After men led Britain into Brexit, women are taking center stage to clean up the mess.
Theresa May, the new leader of Britain, has promised to take Britain out of the European Union. In Scotland, where the leaders of the three biggest parties are women, First Minister Nicola Sturgeon will be one of the most pivotal figures in any Brexit settlement as she threatens a referendum on independence. And Northern Ireland’s assembly is co-headed by a woman.
It’s not an accident, say the women who have pushed to increase the number of women in Parliament — to a record 29.4 percent in last year’s election from just 9 percent in 1992. May will negotiate Britain’s E.U. departure with German Chancellor Angela Merkel, among other European leaders.
“We’re reaping the rewards of years of hard work,” said Anne Jenkin, a member of the House of Lords who, with May, co-founded Women2Win, a Conservative Party group that has campaigned to get more women elected to Parliament.
Yet almost 26 years after Margaret Thatcher quit as prime minister, women make up only 21 percent of Conservative parliament members.

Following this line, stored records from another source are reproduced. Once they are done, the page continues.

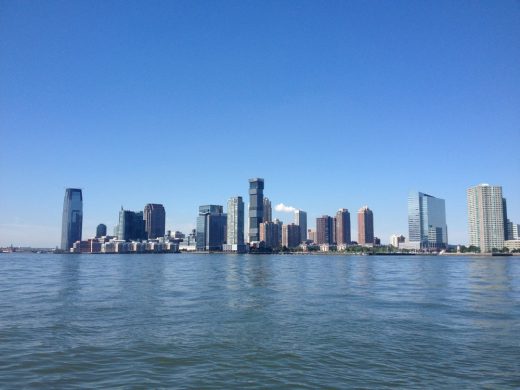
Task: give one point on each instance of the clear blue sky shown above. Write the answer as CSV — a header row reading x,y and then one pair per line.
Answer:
x,y
335,103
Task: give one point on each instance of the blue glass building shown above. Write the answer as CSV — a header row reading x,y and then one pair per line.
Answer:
x,y
72,220
211,228
427,221
256,208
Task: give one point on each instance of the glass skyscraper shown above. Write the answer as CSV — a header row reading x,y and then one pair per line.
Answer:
x,y
486,217
72,220
235,221
131,226
427,221
155,220
256,208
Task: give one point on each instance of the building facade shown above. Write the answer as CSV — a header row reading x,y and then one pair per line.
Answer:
x,y
131,226
268,211
365,226
291,235
427,221
343,227
485,217
235,225
72,218
300,219
211,228
270,234
324,230
155,220
256,208
101,230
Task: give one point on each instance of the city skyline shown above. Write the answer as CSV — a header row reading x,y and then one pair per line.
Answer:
x,y
328,85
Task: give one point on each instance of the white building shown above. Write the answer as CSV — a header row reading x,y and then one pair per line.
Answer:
x,y
486,217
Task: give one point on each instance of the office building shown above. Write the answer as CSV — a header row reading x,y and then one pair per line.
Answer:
x,y
427,221
235,225
270,234
300,219
291,235
72,218
343,227
397,240
211,228
256,208
324,230
155,220
268,211
131,226
485,217
365,226
101,230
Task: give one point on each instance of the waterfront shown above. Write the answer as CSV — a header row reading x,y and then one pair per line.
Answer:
x,y
235,321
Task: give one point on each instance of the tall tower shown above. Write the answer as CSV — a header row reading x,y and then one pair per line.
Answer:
x,y
155,220
268,211
427,221
324,230
300,219
485,217
343,227
235,222
72,220
365,226
256,207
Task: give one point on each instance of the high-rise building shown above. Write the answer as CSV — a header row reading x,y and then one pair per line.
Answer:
x,y
291,235
211,228
396,240
300,219
365,226
155,220
486,217
343,227
427,221
131,225
101,230
280,225
268,211
256,207
235,225
324,230
72,219
270,234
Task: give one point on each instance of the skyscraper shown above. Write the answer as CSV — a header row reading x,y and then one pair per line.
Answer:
x,y
268,211
131,225
256,207
485,217
343,227
235,225
324,230
72,219
365,226
101,230
211,228
300,219
427,221
155,220
291,235
270,234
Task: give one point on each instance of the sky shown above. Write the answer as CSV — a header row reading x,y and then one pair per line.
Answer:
x,y
334,103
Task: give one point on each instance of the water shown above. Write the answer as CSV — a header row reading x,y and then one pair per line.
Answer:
x,y
243,321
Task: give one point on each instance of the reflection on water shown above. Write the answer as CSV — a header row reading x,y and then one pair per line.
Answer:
x,y
237,321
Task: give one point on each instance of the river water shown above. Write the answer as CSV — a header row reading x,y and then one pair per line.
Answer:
x,y
259,321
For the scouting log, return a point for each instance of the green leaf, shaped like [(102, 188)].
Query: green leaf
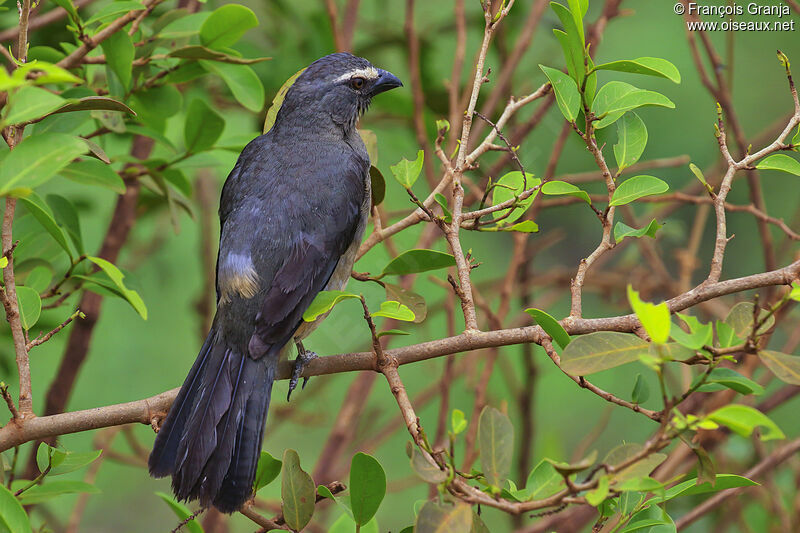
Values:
[(622, 230), (780, 162), (601, 350), (64, 461), (183, 26), (743, 419), (639, 469), (558, 188), (785, 367), (13, 518), (324, 302), (47, 455), (277, 102), (428, 472), (794, 294), (44, 215), (93, 172), (543, 481), (114, 10), (67, 217), (637, 187), (435, 518), (120, 53), (52, 489), (116, 277), (267, 470), (632, 140), (651, 519), (566, 91), (367, 487), (640, 392), (29, 103), (90, 103), (406, 172), (691, 487), (442, 201), (615, 98), (69, 7), (241, 80), (740, 318), (721, 378), (392, 332), (649, 66), (632, 100), (226, 25), (396, 311), (182, 512), (370, 141), (30, 306), (418, 260), (551, 326), (203, 126), (526, 226), (38, 278), (654, 318), (699, 175), (726, 335), (201, 52), (510, 186), (596, 496), (701, 334), (345, 524), (378, 183), (496, 444), (572, 42), (567, 469), (458, 422), (37, 159), (606, 96), (297, 492), (410, 299)]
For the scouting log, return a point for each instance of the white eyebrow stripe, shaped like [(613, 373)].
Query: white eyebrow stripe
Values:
[(370, 73)]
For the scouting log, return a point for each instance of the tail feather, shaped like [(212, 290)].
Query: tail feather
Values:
[(238, 481), (162, 459), (211, 438)]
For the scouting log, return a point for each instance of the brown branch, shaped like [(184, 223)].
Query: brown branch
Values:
[(143, 411), (42, 20), (13, 136), (767, 465), (90, 43), (418, 93), (46, 337)]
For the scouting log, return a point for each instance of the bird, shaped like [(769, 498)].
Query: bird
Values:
[(293, 211)]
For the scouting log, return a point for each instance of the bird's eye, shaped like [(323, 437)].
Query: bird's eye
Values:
[(357, 83)]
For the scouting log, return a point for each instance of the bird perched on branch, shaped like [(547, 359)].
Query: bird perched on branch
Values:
[(292, 215)]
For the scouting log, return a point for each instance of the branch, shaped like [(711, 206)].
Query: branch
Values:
[(769, 463), (90, 43), (145, 411)]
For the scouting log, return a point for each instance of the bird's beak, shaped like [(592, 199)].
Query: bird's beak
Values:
[(385, 82)]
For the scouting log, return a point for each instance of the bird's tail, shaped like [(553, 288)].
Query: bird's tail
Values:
[(211, 439)]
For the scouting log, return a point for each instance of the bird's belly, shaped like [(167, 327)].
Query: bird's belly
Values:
[(339, 278)]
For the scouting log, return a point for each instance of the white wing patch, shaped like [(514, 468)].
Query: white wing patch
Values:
[(237, 276), (369, 73)]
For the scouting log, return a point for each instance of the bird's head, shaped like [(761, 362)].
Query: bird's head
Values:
[(336, 88)]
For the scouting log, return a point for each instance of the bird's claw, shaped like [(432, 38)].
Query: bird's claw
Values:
[(303, 358)]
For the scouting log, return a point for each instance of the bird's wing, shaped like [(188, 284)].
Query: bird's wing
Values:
[(312, 258)]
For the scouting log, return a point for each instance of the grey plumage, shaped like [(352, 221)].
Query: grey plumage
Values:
[(292, 214)]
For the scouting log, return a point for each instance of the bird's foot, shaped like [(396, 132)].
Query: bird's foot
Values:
[(303, 358)]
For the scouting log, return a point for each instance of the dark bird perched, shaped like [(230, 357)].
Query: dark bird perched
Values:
[(292, 215)]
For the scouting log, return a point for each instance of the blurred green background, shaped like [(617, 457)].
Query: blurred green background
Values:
[(131, 358)]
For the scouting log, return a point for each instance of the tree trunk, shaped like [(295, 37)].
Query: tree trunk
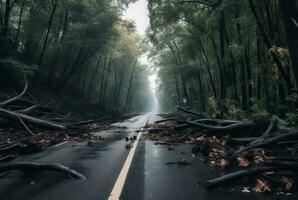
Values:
[(54, 8), (130, 84), (289, 11), (19, 24)]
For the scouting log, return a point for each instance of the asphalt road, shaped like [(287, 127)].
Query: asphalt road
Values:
[(149, 178)]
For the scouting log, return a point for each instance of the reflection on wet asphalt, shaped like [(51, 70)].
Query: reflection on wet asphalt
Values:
[(149, 177)]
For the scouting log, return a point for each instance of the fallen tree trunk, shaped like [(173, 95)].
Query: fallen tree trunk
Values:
[(28, 166), (233, 128), (33, 120), (263, 137), (265, 143), (191, 112), (236, 175)]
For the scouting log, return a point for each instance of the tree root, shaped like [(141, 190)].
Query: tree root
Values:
[(28, 166), (236, 175)]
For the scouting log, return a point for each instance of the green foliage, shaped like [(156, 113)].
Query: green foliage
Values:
[(12, 72), (292, 118)]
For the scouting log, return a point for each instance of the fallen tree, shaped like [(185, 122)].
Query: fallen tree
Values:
[(34, 167), (260, 150)]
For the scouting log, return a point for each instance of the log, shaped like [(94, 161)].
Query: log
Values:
[(233, 128), (18, 96), (191, 112), (237, 175), (29, 166), (271, 141), (33, 120), (10, 148), (245, 140), (166, 120), (269, 129)]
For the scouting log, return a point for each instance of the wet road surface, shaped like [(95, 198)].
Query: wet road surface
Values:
[(149, 178)]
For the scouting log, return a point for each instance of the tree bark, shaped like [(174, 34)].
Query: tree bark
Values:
[(54, 8), (289, 11)]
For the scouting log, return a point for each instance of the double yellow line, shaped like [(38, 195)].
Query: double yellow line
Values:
[(118, 187)]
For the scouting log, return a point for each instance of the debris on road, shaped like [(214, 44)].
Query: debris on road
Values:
[(260, 154), (29, 126)]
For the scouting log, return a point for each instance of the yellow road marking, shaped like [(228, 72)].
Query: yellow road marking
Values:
[(118, 187)]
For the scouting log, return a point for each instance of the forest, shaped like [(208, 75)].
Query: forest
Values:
[(213, 81), (77, 51), (227, 58)]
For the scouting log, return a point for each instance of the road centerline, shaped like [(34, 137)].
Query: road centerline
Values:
[(118, 186)]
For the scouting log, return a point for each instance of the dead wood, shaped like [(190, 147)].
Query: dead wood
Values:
[(233, 128), (18, 96), (191, 112), (237, 175), (34, 167), (33, 120), (269, 142), (265, 135)]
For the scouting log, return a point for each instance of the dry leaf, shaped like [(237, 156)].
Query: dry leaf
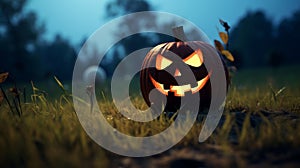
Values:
[(218, 45), (228, 55), (224, 24), (3, 77), (224, 37)]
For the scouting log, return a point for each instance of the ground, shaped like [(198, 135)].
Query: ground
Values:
[(259, 128)]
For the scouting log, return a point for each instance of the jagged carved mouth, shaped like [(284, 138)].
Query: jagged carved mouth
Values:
[(180, 90)]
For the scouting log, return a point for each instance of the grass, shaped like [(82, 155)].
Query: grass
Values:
[(260, 128)]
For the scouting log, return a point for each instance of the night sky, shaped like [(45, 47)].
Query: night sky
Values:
[(76, 19)]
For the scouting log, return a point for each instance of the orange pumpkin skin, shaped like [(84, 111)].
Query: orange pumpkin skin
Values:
[(153, 76)]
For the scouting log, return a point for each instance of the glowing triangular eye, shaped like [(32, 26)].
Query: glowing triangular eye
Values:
[(195, 59), (162, 62)]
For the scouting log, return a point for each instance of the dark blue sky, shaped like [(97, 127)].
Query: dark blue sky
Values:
[(75, 19)]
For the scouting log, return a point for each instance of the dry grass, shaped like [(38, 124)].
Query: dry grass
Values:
[(260, 127)]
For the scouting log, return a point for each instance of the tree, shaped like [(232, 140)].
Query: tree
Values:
[(253, 39), (287, 41), (19, 34)]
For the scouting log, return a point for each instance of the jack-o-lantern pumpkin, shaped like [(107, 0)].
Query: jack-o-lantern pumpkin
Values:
[(167, 62)]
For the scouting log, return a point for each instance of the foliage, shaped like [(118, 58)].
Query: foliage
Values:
[(255, 129), (257, 42), (24, 52)]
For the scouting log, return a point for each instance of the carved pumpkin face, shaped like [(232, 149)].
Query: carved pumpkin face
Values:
[(167, 63), (194, 60)]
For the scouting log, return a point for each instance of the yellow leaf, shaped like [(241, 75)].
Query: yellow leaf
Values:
[(59, 83), (3, 77), (224, 37), (1, 97), (228, 55), (218, 45)]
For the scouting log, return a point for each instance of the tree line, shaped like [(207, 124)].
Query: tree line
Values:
[(255, 41)]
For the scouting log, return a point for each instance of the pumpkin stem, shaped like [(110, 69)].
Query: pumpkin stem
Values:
[(178, 34)]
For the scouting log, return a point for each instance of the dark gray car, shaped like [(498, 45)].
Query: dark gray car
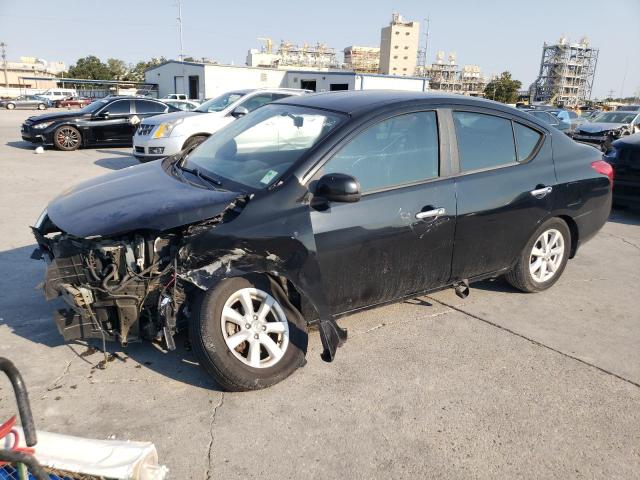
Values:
[(25, 102)]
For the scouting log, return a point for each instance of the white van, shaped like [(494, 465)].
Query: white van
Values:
[(54, 94)]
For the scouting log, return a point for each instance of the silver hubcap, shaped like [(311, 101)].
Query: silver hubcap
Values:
[(546, 255), (68, 137), (255, 328)]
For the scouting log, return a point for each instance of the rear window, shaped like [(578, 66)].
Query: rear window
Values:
[(484, 141)]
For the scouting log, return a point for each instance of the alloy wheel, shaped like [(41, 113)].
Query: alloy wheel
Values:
[(68, 137), (546, 255), (255, 328)]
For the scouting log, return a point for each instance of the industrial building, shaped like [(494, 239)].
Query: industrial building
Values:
[(399, 47), (566, 73), (14, 75), (203, 80), (318, 56), (362, 59), (448, 76)]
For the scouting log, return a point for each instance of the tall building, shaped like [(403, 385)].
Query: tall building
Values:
[(362, 59), (566, 73), (399, 47)]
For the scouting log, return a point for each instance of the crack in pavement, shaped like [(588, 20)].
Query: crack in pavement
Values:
[(624, 240), (535, 342), (207, 473)]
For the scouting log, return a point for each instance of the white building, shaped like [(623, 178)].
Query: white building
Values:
[(200, 80)]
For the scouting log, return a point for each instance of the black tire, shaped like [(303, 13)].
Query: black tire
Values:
[(69, 142), (209, 345), (194, 141), (520, 276)]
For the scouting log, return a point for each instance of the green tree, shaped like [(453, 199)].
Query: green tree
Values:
[(136, 74), (117, 68), (90, 67), (503, 89)]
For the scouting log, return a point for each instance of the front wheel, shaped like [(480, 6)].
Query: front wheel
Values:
[(67, 138), (247, 335), (543, 259)]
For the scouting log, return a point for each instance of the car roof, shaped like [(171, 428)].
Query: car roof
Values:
[(363, 101)]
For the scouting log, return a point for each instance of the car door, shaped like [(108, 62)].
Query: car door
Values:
[(397, 239), (112, 124), (504, 189)]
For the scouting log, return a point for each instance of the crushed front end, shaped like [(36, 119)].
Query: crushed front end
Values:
[(123, 288)]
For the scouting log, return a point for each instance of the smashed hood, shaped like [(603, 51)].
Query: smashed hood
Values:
[(142, 197), (599, 127)]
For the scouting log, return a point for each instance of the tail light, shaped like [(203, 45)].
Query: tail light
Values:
[(603, 168)]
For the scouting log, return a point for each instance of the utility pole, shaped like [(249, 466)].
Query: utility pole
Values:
[(3, 46)]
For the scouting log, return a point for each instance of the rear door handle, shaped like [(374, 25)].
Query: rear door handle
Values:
[(436, 212), (541, 192)]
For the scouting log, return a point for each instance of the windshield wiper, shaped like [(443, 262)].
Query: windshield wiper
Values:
[(200, 175)]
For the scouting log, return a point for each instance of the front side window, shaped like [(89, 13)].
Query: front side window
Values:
[(118, 108), (396, 151), (219, 103), (144, 106), (257, 149), (484, 141)]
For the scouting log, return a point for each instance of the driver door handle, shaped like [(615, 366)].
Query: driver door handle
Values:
[(436, 212), (541, 192)]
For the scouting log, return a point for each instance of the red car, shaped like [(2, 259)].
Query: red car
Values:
[(73, 102)]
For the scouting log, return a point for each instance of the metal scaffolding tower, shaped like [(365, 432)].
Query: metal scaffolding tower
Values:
[(566, 73)]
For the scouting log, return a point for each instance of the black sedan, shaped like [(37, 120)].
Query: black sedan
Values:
[(108, 122), (309, 209), (624, 157)]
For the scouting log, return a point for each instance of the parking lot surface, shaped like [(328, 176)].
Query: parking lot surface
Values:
[(499, 385)]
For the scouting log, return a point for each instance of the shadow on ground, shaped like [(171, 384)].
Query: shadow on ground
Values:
[(25, 312)]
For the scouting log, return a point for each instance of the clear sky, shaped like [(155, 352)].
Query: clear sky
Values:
[(495, 34)]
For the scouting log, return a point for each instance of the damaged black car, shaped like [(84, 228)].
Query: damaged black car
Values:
[(312, 208)]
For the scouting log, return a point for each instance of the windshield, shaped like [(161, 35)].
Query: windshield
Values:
[(94, 106), (258, 148), (219, 103), (615, 117)]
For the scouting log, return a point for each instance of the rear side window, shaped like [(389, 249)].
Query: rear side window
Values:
[(526, 140), (143, 106), (484, 141), (396, 151)]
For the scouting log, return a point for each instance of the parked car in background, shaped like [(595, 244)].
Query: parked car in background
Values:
[(176, 96), (24, 102), (109, 121), (550, 119), (607, 127), (168, 134), (53, 94), (184, 105), (628, 108), (624, 157), (312, 208), (72, 102)]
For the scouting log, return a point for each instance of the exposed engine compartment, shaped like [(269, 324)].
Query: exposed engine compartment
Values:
[(124, 289)]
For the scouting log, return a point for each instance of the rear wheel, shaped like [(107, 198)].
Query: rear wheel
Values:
[(543, 259), (193, 141), (247, 335), (67, 138)]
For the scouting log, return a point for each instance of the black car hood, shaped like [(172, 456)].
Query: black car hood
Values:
[(142, 197), (47, 117), (599, 127)]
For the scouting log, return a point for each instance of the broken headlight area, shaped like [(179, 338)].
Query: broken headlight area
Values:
[(123, 288)]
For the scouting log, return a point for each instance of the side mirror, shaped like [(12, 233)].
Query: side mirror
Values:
[(239, 111), (338, 187)]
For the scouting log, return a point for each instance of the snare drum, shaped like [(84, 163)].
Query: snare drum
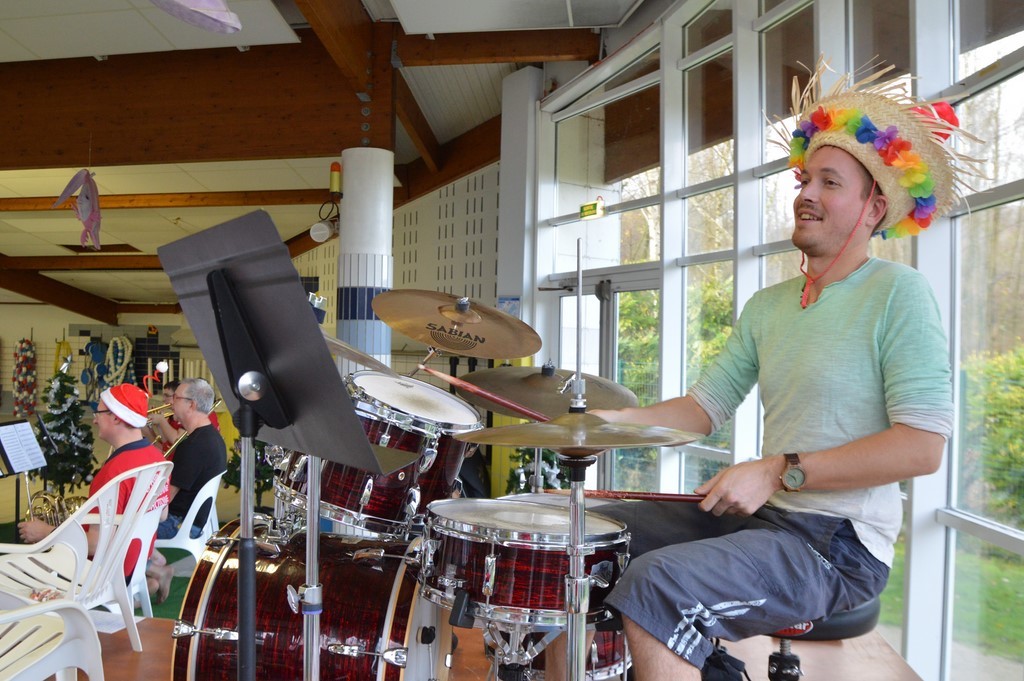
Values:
[(370, 605), (511, 559), (398, 413)]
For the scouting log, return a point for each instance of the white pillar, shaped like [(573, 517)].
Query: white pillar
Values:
[(365, 261)]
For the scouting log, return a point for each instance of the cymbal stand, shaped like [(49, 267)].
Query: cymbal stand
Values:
[(577, 582), (310, 595)]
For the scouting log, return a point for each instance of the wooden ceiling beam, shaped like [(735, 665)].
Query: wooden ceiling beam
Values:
[(54, 293), (272, 101), (148, 308), (80, 262), (464, 155), (346, 31), (498, 47), (183, 200), (416, 125)]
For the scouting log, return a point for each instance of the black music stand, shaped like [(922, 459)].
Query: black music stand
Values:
[(251, 316), (20, 453)]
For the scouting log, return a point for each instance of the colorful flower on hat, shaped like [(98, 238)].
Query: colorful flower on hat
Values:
[(894, 151)]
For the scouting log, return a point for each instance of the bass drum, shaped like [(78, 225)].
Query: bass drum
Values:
[(371, 604)]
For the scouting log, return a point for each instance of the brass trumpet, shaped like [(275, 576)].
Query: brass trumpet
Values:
[(52, 509), (161, 409)]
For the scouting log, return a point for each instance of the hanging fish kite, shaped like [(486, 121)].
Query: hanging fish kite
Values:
[(207, 14), (87, 206)]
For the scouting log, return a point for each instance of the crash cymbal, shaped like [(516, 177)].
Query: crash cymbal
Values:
[(579, 434), (345, 350), (456, 325), (543, 389)]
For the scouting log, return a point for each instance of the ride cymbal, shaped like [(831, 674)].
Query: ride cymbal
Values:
[(543, 389), (579, 434), (456, 325), (358, 356)]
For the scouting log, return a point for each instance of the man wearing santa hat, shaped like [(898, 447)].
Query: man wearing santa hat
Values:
[(119, 416)]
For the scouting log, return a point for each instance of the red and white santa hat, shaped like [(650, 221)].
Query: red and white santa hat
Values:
[(128, 402)]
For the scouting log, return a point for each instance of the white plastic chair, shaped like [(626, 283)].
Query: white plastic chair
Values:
[(59, 561), (43, 639), (138, 587), (182, 540)]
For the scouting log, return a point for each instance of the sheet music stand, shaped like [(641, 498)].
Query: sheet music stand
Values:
[(243, 298), (19, 453)]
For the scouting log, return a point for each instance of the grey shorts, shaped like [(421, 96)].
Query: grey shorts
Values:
[(693, 577)]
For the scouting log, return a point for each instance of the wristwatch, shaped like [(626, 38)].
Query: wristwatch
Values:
[(794, 476)]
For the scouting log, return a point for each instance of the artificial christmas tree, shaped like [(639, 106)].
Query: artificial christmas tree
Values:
[(73, 463)]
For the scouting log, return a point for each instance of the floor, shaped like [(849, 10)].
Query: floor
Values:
[(867, 656)]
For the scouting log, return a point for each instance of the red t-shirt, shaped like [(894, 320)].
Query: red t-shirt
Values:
[(124, 459)]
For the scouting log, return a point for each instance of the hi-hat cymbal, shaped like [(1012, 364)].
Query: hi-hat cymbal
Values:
[(579, 434), (541, 389), (456, 325), (358, 356)]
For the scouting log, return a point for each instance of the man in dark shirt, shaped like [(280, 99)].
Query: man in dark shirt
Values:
[(199, 458)]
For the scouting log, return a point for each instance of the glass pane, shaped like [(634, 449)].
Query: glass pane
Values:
[(637, 368), (988, 31), (698, 469), (710, 221), (779, 192), (996, 116), (713, 25), (891, 620), (620, 239), (786, 46), (991, 450), (709, 116), (882, 34), (778, 267), (987, 602), (589, 337), (637, 362), (768, 5), (599, 151), (709, 323)]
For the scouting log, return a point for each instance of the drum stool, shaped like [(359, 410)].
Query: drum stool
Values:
[(784, 666)]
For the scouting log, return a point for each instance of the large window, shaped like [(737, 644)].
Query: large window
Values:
[(698, 227)]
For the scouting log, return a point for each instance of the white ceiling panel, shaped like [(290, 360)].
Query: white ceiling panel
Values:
[(65, 29), (86, 34), (419, 16)]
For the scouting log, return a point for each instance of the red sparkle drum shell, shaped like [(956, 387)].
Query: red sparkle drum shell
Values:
[(398, 413), (525, 544), (372, 603)]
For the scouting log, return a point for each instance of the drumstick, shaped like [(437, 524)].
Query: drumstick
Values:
[(637, 496), (525, 412)]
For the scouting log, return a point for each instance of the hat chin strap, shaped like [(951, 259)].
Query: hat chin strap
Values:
[(803, 256)]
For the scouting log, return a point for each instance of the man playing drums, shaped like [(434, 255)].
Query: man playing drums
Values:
[(852, 366)]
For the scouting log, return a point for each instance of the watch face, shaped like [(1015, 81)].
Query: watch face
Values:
[(794, 478)]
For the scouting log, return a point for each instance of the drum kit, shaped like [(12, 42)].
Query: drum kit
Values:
[(403, 557)]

For the Labour opposition the figure is 43 percent.
“Women are not dominating the political scene. They’re just gaining the limelight,” said Frances Scott, founder of the 50:50 Parliament Campaign, which is pushing for women to make up half of the House of Commons. “We could be seeing a glass cliff scenario.”
The term “glass cliff” was coined by University of Exeter psychology professors Michelle Ryan and Alexander Haslam to describe the tendency of corporations that are in trouble to appoint women to senior positions. Think Marissa Mayer at Yahoo Inc., Meg Whitman at Hewlett-Packard and Mary Barra at General Motors, all of whom acceded to leadership jobs at difficult times.
“Voters are turned off by some of the old boys’ network, and they want serious leaders,” said Rosie Campbell, a professor at Birkbeck University of London.